My First Steps in Open Source

Hello World,

    My name is Eugene and this is my first blog post about things related to Open Source and the course OSD600 at Seneca college, which is all about Open Source projects.  The reason I am taking this course is because I mostly hit a wall in terms of contributing and starting open source projects.  I just not sure where to begin or how to approach large projects with millions of lines of code.  Sadly, many schools don't teach open source until upper year but hopefully in the future even high school students can get involved with open source technology.  

    I see software development as a growing and ever evolving trend even with powerful language models like GPT-3 which can automatically code for you based on natural language processing, I see this field as ever needed and in higher demand than ever.  Yes I got early access because I participated in a Hackathon by OpenAI. As you might have noticed, I am a machine learning enthusiast and trying to break some ground in the open source scene.  What is great about programming and all things open source is that there is no age restriction or major adverse risk as long as you are willing to code and dive into coding.  

    Due to the pandemic I am situated at home in Toronto, Ontario for many months now.  Also due to the pandemic I figured I get my computer programming two year college diploma first in case my situation changes and apply for co-op and see if I can get in CPAC (which I did).  My number one course I wanted to take for the advanced diploma CPAC is open source development OSD600.  I am hoping to get more comfortable with using git and being faster and more accurate at pushing code to Github.  I am keen on collaborating with other students in the course on various interesting open source projects.
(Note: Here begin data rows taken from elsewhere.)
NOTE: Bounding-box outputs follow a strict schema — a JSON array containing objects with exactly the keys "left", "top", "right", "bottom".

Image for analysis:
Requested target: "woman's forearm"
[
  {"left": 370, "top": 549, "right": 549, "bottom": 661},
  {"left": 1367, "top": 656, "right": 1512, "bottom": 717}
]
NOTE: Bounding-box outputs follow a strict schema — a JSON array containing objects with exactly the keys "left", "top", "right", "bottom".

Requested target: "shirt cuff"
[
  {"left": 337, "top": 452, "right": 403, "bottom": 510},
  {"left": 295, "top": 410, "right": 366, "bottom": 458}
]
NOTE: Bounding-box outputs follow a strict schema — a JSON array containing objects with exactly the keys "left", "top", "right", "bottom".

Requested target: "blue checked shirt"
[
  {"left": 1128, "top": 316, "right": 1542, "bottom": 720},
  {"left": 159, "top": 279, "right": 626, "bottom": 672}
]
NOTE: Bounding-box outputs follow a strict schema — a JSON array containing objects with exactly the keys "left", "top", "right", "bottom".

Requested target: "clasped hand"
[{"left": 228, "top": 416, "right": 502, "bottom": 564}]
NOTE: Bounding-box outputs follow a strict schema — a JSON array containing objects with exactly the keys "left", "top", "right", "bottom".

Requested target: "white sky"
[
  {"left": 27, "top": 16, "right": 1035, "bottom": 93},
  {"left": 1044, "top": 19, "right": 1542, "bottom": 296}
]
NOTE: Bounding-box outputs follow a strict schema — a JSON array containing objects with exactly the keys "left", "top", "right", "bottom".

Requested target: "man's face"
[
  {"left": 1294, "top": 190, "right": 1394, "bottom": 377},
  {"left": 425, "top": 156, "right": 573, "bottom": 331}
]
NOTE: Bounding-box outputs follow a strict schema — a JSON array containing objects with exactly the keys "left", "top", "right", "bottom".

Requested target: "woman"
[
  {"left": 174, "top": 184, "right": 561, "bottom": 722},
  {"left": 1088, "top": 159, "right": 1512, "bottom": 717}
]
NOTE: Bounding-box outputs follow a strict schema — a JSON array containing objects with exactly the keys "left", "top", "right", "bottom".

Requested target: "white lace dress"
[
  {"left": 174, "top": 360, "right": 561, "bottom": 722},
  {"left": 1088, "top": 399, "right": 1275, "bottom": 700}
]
Besides machine learning, I wanted look into contributing to the Linux community, virgin open source projects as well as game development code. 

   The trending repository I chosen is the https://github.com/ycechungAI/nft-art-generator, which generates a piece of art work based on traits from given samples of artwork.  I feel we are at the point where non-coders are able leverage technologies like these to make interesting designs and art.  I believe there is an equality among art and science, where one should not over take another and this is the perfect example of merging of two realms.

Cheers,

Eugene Chung

No comments:

Post a Comment

What I learned from Project 1 of Udacity's Data Science with Python bootcamp

Introduction As part of the project I completed successfully, I used SQL to explore a database related to movie rentals. SQL queries was ran...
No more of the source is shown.